C’est entre Ferlens et Auboranges que je me suis réveillé, alors que j’allais faire des courses à la COOP d’Oron. C’est un bout de paysage tapissé de givre qui me sépare de moi-même ; une image traversée par une allée de feuillus désarmés, une grange attendrie au sud par un soleil pâle, une prairie étroite déroulant sa pente jusqu’à la route. Je m’arrête et fais une photographie.

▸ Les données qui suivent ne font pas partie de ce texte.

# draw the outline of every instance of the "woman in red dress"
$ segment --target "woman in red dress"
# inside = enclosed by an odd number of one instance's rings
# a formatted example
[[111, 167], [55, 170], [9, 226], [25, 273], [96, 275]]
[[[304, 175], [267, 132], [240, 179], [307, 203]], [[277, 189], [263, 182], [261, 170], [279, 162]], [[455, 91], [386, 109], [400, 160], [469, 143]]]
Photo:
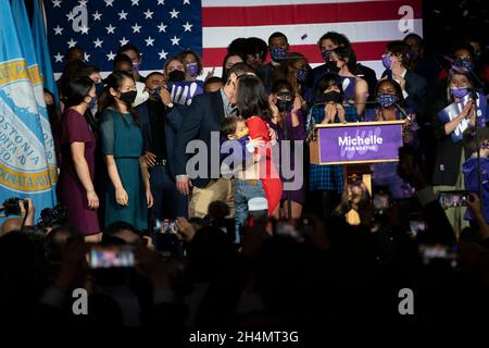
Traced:
[[240, 116], [246, 120], [250, 138], [261, 139], [265, 145], [255, 150], [260, 154], [260, 179], [268, 202], [268, 215], [278, 216], [283, 185], [272, 161], [272, 147], [275, 141], [269, 136], [268, 98], [260, 78], [251, 74], [238, 78], [236, 104]]

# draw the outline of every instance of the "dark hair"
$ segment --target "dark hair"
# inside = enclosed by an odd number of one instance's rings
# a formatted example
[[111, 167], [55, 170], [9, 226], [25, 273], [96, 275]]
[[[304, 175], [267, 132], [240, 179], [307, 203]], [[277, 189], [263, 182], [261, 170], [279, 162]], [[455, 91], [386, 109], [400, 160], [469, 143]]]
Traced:
[[115, 66], [117, 66], [118, 63], [128, 63], [130, 64], [130, 66], [133, 66], [133, 61], [127, 54], [124, 53], [115, 55], [114, 63], [112, 64], [112, 66], [115, 69]]
[[317, 41], [317, 45], [321, 46], [321, 42], [326, 39], [329, 39], [333, 44], [339, 47], [350, 46], [350, 40], [348, 39], [348, 37], [344, 34], [339, 34], [336, 32], [328, 32], [324, 34]]
[[272, 35], [268, 37], [268, 46], [269, 46], [269, 44], [272, 42], [272, 39], [275, 39], [275, 38], [277, 38], [277, 37], [283, 37], [283, 38], [286, 39], [286, 42], [287, 42], [287, 44], [289, 42], [289, 40], [287, 39], [287, 36], [286, 36], [284, 33], [275, 32], [274, 34], [272, 34]]
[[240, 119], [238, 116], [231, 116], [231, 117], [224, 119], [223, 122], [221, 122], [221, 124], [220, 124], [221, 134], [226, 137], [230, 134], [235, 134], [236, 126], [238, 125], [239, 121], [242, 121], [242, 119]]
[[273, 92], [275, 95], [275, 94], [279, 92], [281, 89], [287, 89], [287, 90], [290, 90], [291, 92], [293, 92], [293, 87], [287, 79], [277, 79], [272, 85], [271, 92]]
[[375, 97], [378, 96], [378, 90], [380, 89], [381, 85], [390, 84], [394, 90], [396, 96], [398, 97], [398, 104], [401, 107], [404, 107], [404, 97], [402, 96], [402, 88], [401, 86], [392, 78], [386, 78], [378, 82], [377, 86], [375, 87]]
[[166, 73], [166, 70], [168, 69], [170, 63], [172, 63], [173, 61], [180, 62], [181, 65], [184, 65], [184, 72], [187, 73], [187, 66], [185, 66], [184, 61], [178, 55], [174, 55], [174, 57], [168, 58], [165, 62], [165, 66], [163, 66], [163, 72], [166, 74], [166, 76], [168, 76], [168, 73]]
[[[479, 145], [484, 141], [489, 141], [489, 128], [480, 127], [478, 129]], [[477, 136], [476, 128], [474, 126], [468, 127], [464, 132], [464, 147], [469, 153], [477, 152]]]
[[121, 46], [121, 47], [118, 48], [116, 54], [117, 54], [117, 55], [118, 55], [118, 54], [123, 54], [123, 53], [126, 52], [126, 51], [135, 51], [136, 54], [137, 54], [138, 57], [140, 57], [138, 48], [137, 48], [136, 46], [131, 45], [131, 44], [126, 44], [126, 45]]
[[[67, 110], [71, 107], [80, 104], [84, 101], [84, 99], [88, 96], [90, 89], [93, 86], [95, 86], [93, 80], [91, 80], [91, 78], [87, 76], [76, 77], [70, 80], [66, 85], [65, 95], [63, 98], [65, 110]], [[93, 120], [91, 111], [88, 110], [88, 108], [87, 111], [85, 111], [84, 116], [87, 123], [92, 127], [92, 129], [96, 129], [97, 123]]]
[[[100, 108], [101, 112], [109, 107], [116, 107], [117, 103], [115, 98], [111, 95], [110, 89], [113, 88], [114, 90], [120, 90], [125, 78], [134, 80], [134, 76], [127, 72], [113, 72], [103, 80], [105, 83], [105, 99]], [[129, 111], [133, 116], [133, 121], [139, 125], [139, 115], [133, 109], [133, 105], [127, 105], [127, 111]]]
[[91, 75], [91, 74], [95, 74], [95, 73], [99, 73], [99, 74], [100, 74], [100, 69], [98, 69], [98, 67], [95, 66], [95, 65], [87, 65], [87, 66], [83, 67], [83, 69], [79, 71], [78, 75], [79, 75], [79, 76], [90, 77], [90, 75]]
[[341, 83], [341, 77], [336, 73], [326, 73], [317, 82], [316, 89], [314, 90], [315, 100], [321, 100], [324, 91], [331, 86], [339, 88], [341, 96], [343, 96], [343, 85]]
[[254, 75], [241, 75], [238, 79], [237, 87], [238, 107], [241, 117], [249, 119], [251, 116], [269, 117], [268, 98], [262, 80]]
[[63, 99], [65, 108], [80, 104], [93, 85], [95, 83], [87, 76], [80, 76], [70, 80], [66, 85]]
[[247, 53], [258, 54], [261, 60], [266, 59], [267, 46], [264, 40], [259, 37], [250, 37], [248, 38], [248, 46], [250, 48], [250, 51]]
[[209, 77], [206, 80], [205, 80], [205, 83], [204, 83], [204, 88], [205, 88], [205, 86], [208, 86], [208, 85], [210, 85], [210, 84], [224, 84], [224, 82], [223, 82], [223, 79], [221, 78], [221, 77], [217, 77], [217, 76], [212, 76], [212, 77]]
[[[74, 58], [74, 55], [76, 53], [82, 53], [82, 57], [83, 57], [82, 60], [85, 58], [84, 57], [85, 55], [84, 49], [82, 47], [79, 47], [79, 46], [74, 46], [74, 47], [68, 48], [66, 50], [66, 52], [64, 53], [64, 61], [66, 63], [68, 63], [68, 62], [73, 62], [75, 60], [79, 60], [78, 58]], [[76, 54], [76, 55], [78, 55], [78, 54]]]
[[202, 60], [200, 59], [199, 54], [197, 54], [196, 52], [190, 51], [190, 50], [185, 50], [185, 51], [179, 52], [179, 53], [177, 54], [177, 57], [180, 59], [181, 62], [184, 62], [184, 65], [186, 65], [186, 64], [185, 64], [185, 58], [186, 58], [188, 54], [192, 54], [192, 55], [196, 58], [196, 60], [197, 60], [197, 65], [199, 66], [199, 70], [197, 71], [197, 76], [199, 76], [200, 74], [202, 74], [202, 71], [203, 71]]
[[249, 73], [254, 74], [253, 67], [251, 67], [250, 65], [248, 65], [244, 62], [241, 62], [241, 63], [236, 63], [235, 65], [229, 67], [229, 71], [227, 72], [227, 77], [229, 78], [229, 76], [231, 74], [236, 74], [239, 77], [242, 74], [249, 74]]
[[453, 76], [455, 75], [464, 75], [467, 79], [468, 83], [471, 84], [472, 87], [474, 87], [474, 79], [472, 78], [472, 74], [471, 72], [464, 71], [464, 70], [450, 70], [449, 71], [449, 75], [448, 75], [448, 79], [447, 79], [447, 100], [449, 103], [453, 102], [453, 97], [452, 94], [450, 92], [450, 84], [452, 83]]
[[338, 55], [338, 59], [346, 62], [348, 70], [353, 75], [356, 75], [356, 54], [351, 46], [337, 47], [334, 52]]
[[227, 75], [228, 75], [228, 73], [226, 72], [226, 62], [227, 62], [227, 60], [228, 60], [230, 57], [234, 57], [234, 55], [239, 57], [243, 62], [247, 61], [246, 58], [242, 55], [241, 52], [228, 52], [228, 53], [226, 54], [226, 57], [224, 58], [224, 60], [223, 60], [223, 74], [222, 74], [222, 76], [221, 76], [221, 78], [223, 79], [223, 82], [226, 82], [226, 80], [227, 80]]
[[160, 72], [152, 72], [152, 73], [149, 73], [149, 74], [146, 76], [146, 79], [148, 79], [148, 78], [150, 78], [150, 77], [152, 77], [152, 76], [155, 76], [155, 75], [159, 75], [159, 76], [165, 76], [165, 74], [163, 74], [163, 73], [160, 73]]
[[387, 44], [387, 51], [393, 55], [401, 55], [401, 62], [404, 67], [409, 67], [411, 64], [411, 47], [404, 41], [390, 41]]

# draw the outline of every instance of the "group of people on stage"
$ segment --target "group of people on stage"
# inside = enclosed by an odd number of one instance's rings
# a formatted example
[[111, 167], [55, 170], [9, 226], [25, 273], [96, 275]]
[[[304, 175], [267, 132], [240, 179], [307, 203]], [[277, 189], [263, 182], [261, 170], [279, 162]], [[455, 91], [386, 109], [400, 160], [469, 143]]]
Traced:
[[[284, 34], [274, 33], [268, 42], [230, 42], [222, 76], [210, 72], [204, 79], [199, 79], [201, 59], [192, 51], [170, 58], [161, 72], [143, 77], [140, 53], [128, 44], [102, 79], [98, 67], [83, 61], [83, 49], [71, 48], [58, 82], [62, 116], [52, 95], [45, 94], [61, 167], [59, 199], [68, 209], [70, 223], [93, 240], [103, 225], [116, 221], [145, 231], [156, 219], [204, 217], [216, 200], [228, 204], [237, 231], [246, 223], [248, 201], [258, 197], [266, 199], [269, 215], [298, 219], [306, 210], [328, 217], [344, 189], [343, 167], [309, 163], [306, 146], [293, 144], [306, 145], [315, 124], [406, 116], [404, 144], [428, 160], [432, 184], [462, 188], [469, 154], [464, 156], [463, 139], [454, 140], [452, 134], [464, 121], [475, 124], [480, 108], [472, 99], [474, 94], [486, 98], [489, 80], [475, 44], [461, 41], [452, 50], [452, 66], [439, 66], [423, 39], [410, 34], [387, 45], [378, 58], [385, 66], [379, 79], [356, 61], [348, 38], [335, 32], [319, 38], [325, 63], [315, 69], [305, 55], [290, 51]], [[463, 110], [443, 122], [439, 112], [457, 102], [465, 102]], [[213, 161], [220, 153], [213, 153], [213, 134], [220, 145], [237, 141], [239, 154], [251, 159], [233, 169], [233, 178], [223, 175], [221, 164], [216, 174]], [[190, 177], [186, 149], [196, 139], [210, 150], [206, 169], [196, 169], [199, 176]], [[292, 144], [287, 153], [284, 140]], [[274, 151], [278, 161], [273, 161]], [[291, 167], [301, 166], [305, 179], [287, 190], [281, 159], [294, 159], [297, 151], [300, 163], [292, 160]], [[414, 194], [396, 164], [372, 170], [374, 186], [387, 186], [393, 199]], [[455, 216], [452, 223], [457, 223]]]

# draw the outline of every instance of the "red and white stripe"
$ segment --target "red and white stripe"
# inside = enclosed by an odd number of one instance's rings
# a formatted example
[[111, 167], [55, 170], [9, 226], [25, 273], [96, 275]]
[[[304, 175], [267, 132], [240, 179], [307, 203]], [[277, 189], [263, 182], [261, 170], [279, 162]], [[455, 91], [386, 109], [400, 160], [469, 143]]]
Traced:
[[358, 60], [381, 72], [386, 44], [402, 39], [400, 21], [413, 9], [413, 33], [423, 36], [422, 0], [202, 0], [202, 46], [205, 67], [220, 67], [227, 46], [239, 37], [265, 41], [274, 32], [284, 33], [290, 50], [305, 54], [310, 64], [323, 63], [317, 40], [327, 32], [347, 35]]

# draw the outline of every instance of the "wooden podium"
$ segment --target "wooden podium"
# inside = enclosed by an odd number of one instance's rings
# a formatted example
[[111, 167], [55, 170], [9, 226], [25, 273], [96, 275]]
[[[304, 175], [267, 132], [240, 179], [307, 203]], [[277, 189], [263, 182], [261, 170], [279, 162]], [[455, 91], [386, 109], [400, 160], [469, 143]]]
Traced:
[[405, 121], [316, 124], [309, 144], [310, 161], [343, 164], [346, 181], [354, 175], [372, 194], [372, 163], [399, 161]]

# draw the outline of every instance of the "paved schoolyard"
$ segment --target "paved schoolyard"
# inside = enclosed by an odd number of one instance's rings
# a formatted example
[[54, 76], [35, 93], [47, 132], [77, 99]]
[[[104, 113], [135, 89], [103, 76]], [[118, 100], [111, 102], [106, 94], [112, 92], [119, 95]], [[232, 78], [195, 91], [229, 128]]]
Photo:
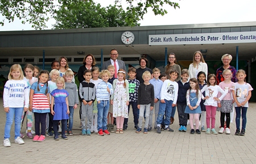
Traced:
[[[132, 113], [129, 126], [123, 134], [109, 136], [81, 136], [79, 133], [79, 110], [75, 110], [73, 133], [68, 140], [55, 141], [46, 137], [43, 143], [24, 138], [25, 144], [14, 143], [14, 126], [11, 146], [2, 145], [5, 113], [0, 98], [1, 163], [256, 163], [256, 103], [249, 103], [245, 136], [235, 136], [234, 119], [230, 124], [232, 134], [217, 135], [189, 134], [178, 131], [177, 113], [171, 128], [174, 132], [155, 131], [148, 134], [135, 133]], [[153, 116], [154, 118], [154, 116]], [[216, 115], [218, 131], [220, 115]], [[24, 126], [26, 127], [25, 124]], [[34, 129], [34, 128], [33, 128]], [[23, 133], [25, 129], [22, 130]]]

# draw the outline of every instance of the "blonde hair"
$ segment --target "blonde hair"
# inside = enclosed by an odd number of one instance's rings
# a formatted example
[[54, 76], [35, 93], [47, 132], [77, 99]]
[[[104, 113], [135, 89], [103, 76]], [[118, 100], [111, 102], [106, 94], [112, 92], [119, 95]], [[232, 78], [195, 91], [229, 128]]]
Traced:
[[202, 53], [199, 51], [195, 51], [194, 53], [193, 57], [193, 66], [194, 66], [195, 68], [196, 67], [196, 59], [195, 59], [195, 56], [196, 55], [196, 54], [199, 54], [199, 55], [200, 55], [201, 62], [202, 62], [202, 63], [205, 63], [205, 62], [204, 61], [204, 57], [203, 57]]
[[74, 76], [74, 72], [73, 72], [71, 70], [68, 70], [66, 71], [66, 72], [65, 72], [65, 76]]
[[58, 76], [60, 76], [60, 72], [59, 72], [58, 70], [53, 69], [51, 71], [49, 74], [51, 77], [52, 77], [52, 76], [54, 73], [56, 73], [58, 75]]
[[56, 85], [57, 85], [57, 83], [58, 83], [58, 81], [62, 82], [62, 83], [63, 84], [63, 87], [62, 87], [62, 88], [65, 89], [65, 80], [64, 79], [64, 78], [60, 76], [57, 78], [55, 82]]
[[146, 71], [144, 72], [144, 73], [142, 74], [142, 79], [144, 78], [145, 76], [148, 76], [150, 77], [151, 76], [151, 74], [150, 74], [150, 72], [148, 71]]
[[19, 70], [19, 72], [20, 73], [20, 75], [19, 76], [19, 80], [23, 80], [24, 78], [24, 75], [23, 72], [22, 71], [22, 68], [20, 64], [15, 64], [11, 66], [11, 68], [10, 68], [10, 72], [8, 75], [8, 80], [13, 80], [13, 75], [11, 75], [11, 72], [13, 71]]
[[100, 77], [102, 76], [102, 75], [104, 74], [108, 74], [108, 75], [109, 76], [109, 77], [110, 77], [110, 72], [109, 71], [109, 70], [103, 70], [101, 71], [101, 73], [100, 74]]

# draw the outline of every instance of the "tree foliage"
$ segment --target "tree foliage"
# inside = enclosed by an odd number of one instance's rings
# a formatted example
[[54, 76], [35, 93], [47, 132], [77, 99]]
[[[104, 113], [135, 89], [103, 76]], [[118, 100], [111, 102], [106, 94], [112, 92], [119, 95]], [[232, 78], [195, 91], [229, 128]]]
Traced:
[[[0, 21], [0, 24], [4, 25], [5, 20], [9, 23], [13, 21], [14, 19], [19, 19], [23, 24], [31, 24], [32, 28], [35, 29], [42, 29], [47, 28], [46, 22], [51, 18], [56, 16], [58, 13], [58, 8], [61, 8], [62, 6], [68, 6], [67, 4], [73, 3], [73, 2], [88, 2], [94, 3], [97, 0], [0, 0], [0, 14], [3, 16], [3, 19]], [[122, 0], [112, 0], [117, 5], [115, 7], [122, 8], [121, 3]], [[177, 3], [172, 2], [169, 0], [125, 0], [128, 4], [126, 8], [125, 23], [130, 26], [137, 25], [137, 21], [139, 19], [143, 19], [143, 15], [147, 12], [148, 10], [152, 10], [155, 15], [164, 15], [167, 11], [163, 9], [163, 6], [169, 5], [175, 8], [179, 7]], [[96, 6], [97, 9], [98, 6]], [[75, 7], [73, 4], [73, 7]], [[67, 6], [65, 6], [67, 8]], [[112, 7], [109, 6], [108, 7]], [[108, 7], [107, 7], [108, 8]], [[100, 10], [100, 8], [99, 8]], [[65, 11], [65, 14], [70, 14]], [[90, 13], [90, 14], [92, 14]], [[110, 14], [109, 13], [108, 14]], [[77, 15], [76, 16], [79, 16]], [[99, 19], [99, 15], [94, 15], [96, 19]], [[119, 17], [122, 18], [122, 17]], [[111, 22], [109, 21], [109, 23]], [[71, 21], [71, 23], [73, 22]], [[99, 22], [98, 23], [101, 24]], [[93, 24], [97, 24], [94, 21]]]
[[[84, 1], [71, 1], [63, 3], [54, 18], [56, 23], [53, 28], [84, 28], [94, 27], [122, 27], [129, 25], [126, 18], [131, 13], [126, 12], [116, 5], [101, 7], [100, 4]], [[139, 18], [135, 15], [134, 25], [139, 25]]]

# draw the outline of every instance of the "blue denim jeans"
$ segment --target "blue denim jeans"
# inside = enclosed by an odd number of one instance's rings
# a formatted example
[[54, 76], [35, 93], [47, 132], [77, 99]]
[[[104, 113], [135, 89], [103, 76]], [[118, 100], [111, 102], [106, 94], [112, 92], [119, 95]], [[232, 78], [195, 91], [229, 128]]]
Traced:
[[101, 100], [100, 103], [97, 104], [98, 107], [98, 131], [107, 129], [107, 116], [109, 113], [109, 100]]
[[240, 118], [241, 111], [242, 110], [242, 129], [245, 130], [246, 126], [246, 113], [247, 107], [235, 107], [236, 108], [236, 125], [237, 126], [237, 130], [240, 130]]
[[6, 113], [6, 122], [5, 123], [5, 139], [9, 139], [11, 136], [11, 127], [13, 122], [13, 118], [14, 116], [14, 122], [15, 124], [15, 139], [19, 137], [19, 132], [20, 131], [20, 124], [22, 116], [22, 112], [23, 107], [9, 107], [9, 112]]
[[74, 115], [74, 106], [69, 106], [68, 108], [69, 109], [69, 118], [68, 121], [68, 128], [67, 124], [66, 124], [66, 130], [69, 131], [72, 131], [73, 128], [73, 115]]
[[[169, 126], [170, 123], [170, 118], [173, 107], [172, 106], [174, 102], [172, 100], [164, 100], [165, 103], [160, 102], [159, 112], [158, 116], [158, 124], [160, 124], [163, 121], [163, 116], [166, 114], [164, 119], [164, 125]], [[175, 107], [176, 109], [176, 107]]]

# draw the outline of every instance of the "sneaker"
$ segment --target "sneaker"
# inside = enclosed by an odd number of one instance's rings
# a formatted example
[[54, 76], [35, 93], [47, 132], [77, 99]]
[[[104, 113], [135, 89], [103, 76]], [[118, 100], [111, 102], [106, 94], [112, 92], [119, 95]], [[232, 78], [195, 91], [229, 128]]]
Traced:
[[46, 140], [46, 136], [44, 135], [40, 135], [40, 137], [38, 139], [38, 142], [43, 142]]
[[179, 131], [181, 132], [181, 131], [182, 131], [183, 130], [183, 126], [180, 126], [180, 128], [179, 129]]
[[123, 130], [124, 131], [125, 131], [126, 130], [127, 130], [127, 127], [128, 127], [128, 125], [127, 124], [124, 125], [123, 127]]
[[54, 137], [54, 134], [52, 131], [49, 131], [46, 133], [46, 136], [49, 137]]
[[244, 135], [245, 135], [245, 130], [242, 129], [242, 130], [241, 130], [240, 136], [244, 136]]
[[69, 131], [68, 132], [68, 135], [69, 136], [73, 136], [72, 131]]
[[220, 130], [220, 131], [218, 131], [219, 133], [223, 133], [224, 132], [224, 127], [221, 127]]
[[141, 132], [141, 128], [138, 128], [137, 130], [136, 131], [137, 133], [139, 133]]
[[23, 134], [22, 133], [19, 133], [19, 137], [20, 137], [22, 139], [24, 139], [24, 137], [25, 137], [25, 135], [23, 135]]
[[39, 139], [39, 135], [35, 135], [35, 137], [33, 138], [33, 141], [38, 141], [38, 139]]
[[161, 133], [161, 128], [160, 127], [156, 127], [156, 133]]
[[185, 126], [183, 126], [183, 128], [182, 129], [183, 132], [187, 132], [187, 127]]
[[200, 131], [199, 130], [196, 130], [196, 133], [197, 135], [201, 134], [201, 132], [200, 132]]
[[66, 135], [62, 135], [61, 138], [63, 138], [63, 140], [68, 140], [68, 138]]
[[103, 133], [103, 131], [102, 130], [100, 130], [98, 132], [98, 135], [99, 136], [104, 136], [104, 133]]
[[82, 130], [82, 135], [86, 135], [86, 131], [85, 129]]
[[11, 143], [10, 142], [9, 139], [6, 139], [3, 140], [3, 146], [10, 147], [11, 146]]
[[229, 128], [226, 128], [225, 132], [226, 132], [226, 134], [227, 134], [227, 135], [230, 135], [231, 133], [230, 130]]
[[113, 133], [114, 132], [115, 130], [114, 130], [114, 125], [113, 124], [111, 124], [110, 125], [110, 132]]
[[[152, 127], [151, 127], [152, 128]], [[143, 133], [146, 134], [148, 133], [148, 129], [144, 128], [144, 130], [143, 130]]]
[[213, 135], [217, 135], [218, 133], [216, 132], [214, 128], [212, 129], [212, 133], [213, 133]]
[[148, 132], [152, 131], [152, 127], [148, 127], [148, 128], [147, 128], [147, 131]]
[[32, 133], [31, 132], [27, 132], [27, 137], [28, 139], [32, 139], [33, 138], [33, 135], [32, 135]]
[[90, 131], [89, 130], [88, 130], [86, 131], [86, 133], [87, 133], [87, 135], [88, 135], [88, 136], [90, 136], [90, 134], [91, 134]]
[[170, 128], [170, 127], [164, 128], [164, 131], [165, 132], [174, 132], [174, 130]]
[[205, 131], [205, 133], [206, 134], [210, 134], [210, 128], [207, 128], [207, 131]]

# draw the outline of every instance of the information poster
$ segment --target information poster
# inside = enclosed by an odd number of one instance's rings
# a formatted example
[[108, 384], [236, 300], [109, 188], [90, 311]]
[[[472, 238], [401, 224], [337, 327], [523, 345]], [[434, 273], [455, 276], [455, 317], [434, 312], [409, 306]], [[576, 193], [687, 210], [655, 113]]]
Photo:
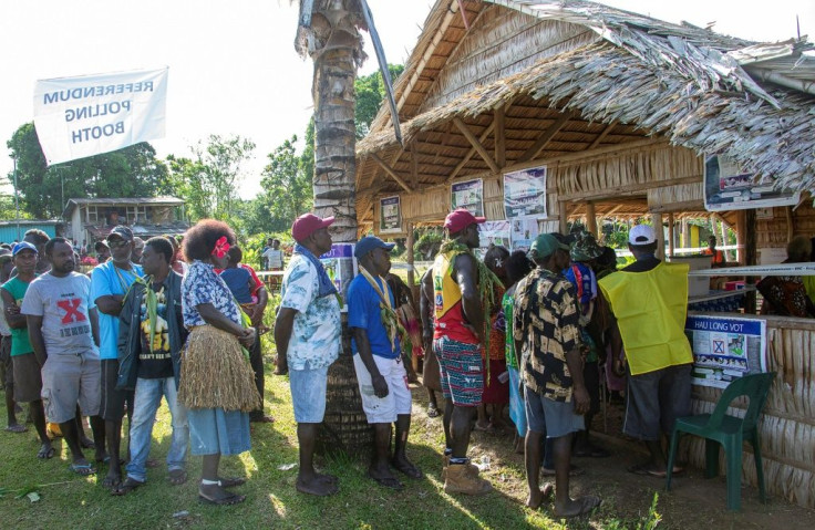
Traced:
[[724, 388], [739, 377], [766, 372], [766, 325], [765, 320], [688, 316], [693, 384]]
[[333, 243], [331, 250], [320, 256], [320, 261], [342, 298], [342, 311], [348, 311], [348, 285], [359, 272], [357, 258], [353, 257], [355, 243]]
[[547, 217], [546, 166], [504, 175], [504, 210], [507, 219]]
[[451, 187], [453, 209], [464, 208], [475, 217], [484, 217], [484, 180], [476, 178]]
[[539, 233], [537, 219], [513, 219], [509, 224], [512, 227], [509, 233], [512, 239], [510, 251], [528, 251], [532, 242], [535, 241], [535, 238]]
[[402, 231], [402, 212], [399, 196], [380, 199], [379, 231], [382, 233]]
[[510, 248], [509, 221], [485, 221], [478, 225], [479, 250], [483, 257], [491, 245]]
[[774, 189], [771, 183], [757, 184], [755, 175], [745, 173], [726, 156], [709, 155], [704, 159], [704, 209], [708, 211], [743, 210], [772, 206], [794, 206], [801, 194]]

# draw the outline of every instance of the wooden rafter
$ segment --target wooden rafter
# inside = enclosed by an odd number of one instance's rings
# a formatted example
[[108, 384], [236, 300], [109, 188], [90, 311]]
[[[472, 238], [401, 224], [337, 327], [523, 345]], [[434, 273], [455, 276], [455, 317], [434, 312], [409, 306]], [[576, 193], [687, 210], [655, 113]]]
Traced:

Retenir, cueillir, noter quelque chose, le matin déjà, c’est accepter que cette chose, quelle qu’elle soit, infléchisse notre parcours, oriente notre regard, anime nos pensées jusqu’au soir ; elle nous oblige à cesser d’être à la traîne, à nous extraire de nous-mêmes et du monde, à prendre les devants, à donner une couleur à ce qui nous entoure et que nous découvrons pour la première fois. Marcher, regarder, penser deviennent des aventures.
Marinette m’a confié l’autre jour qu’elle n’en avait pas vu dans ses friches ; c’est pourtant un temps à chardonnerets ; je cherche, demande à gauche, à droite sans en savoir plus. Je regarde quelques-unes de ses représentations, celle du Maître du Haut-Rhin, dans laquelle un couple de chardonnerets, perchés sur un rosier au pied duquel poussent des fraises, regardent par la fenêtre.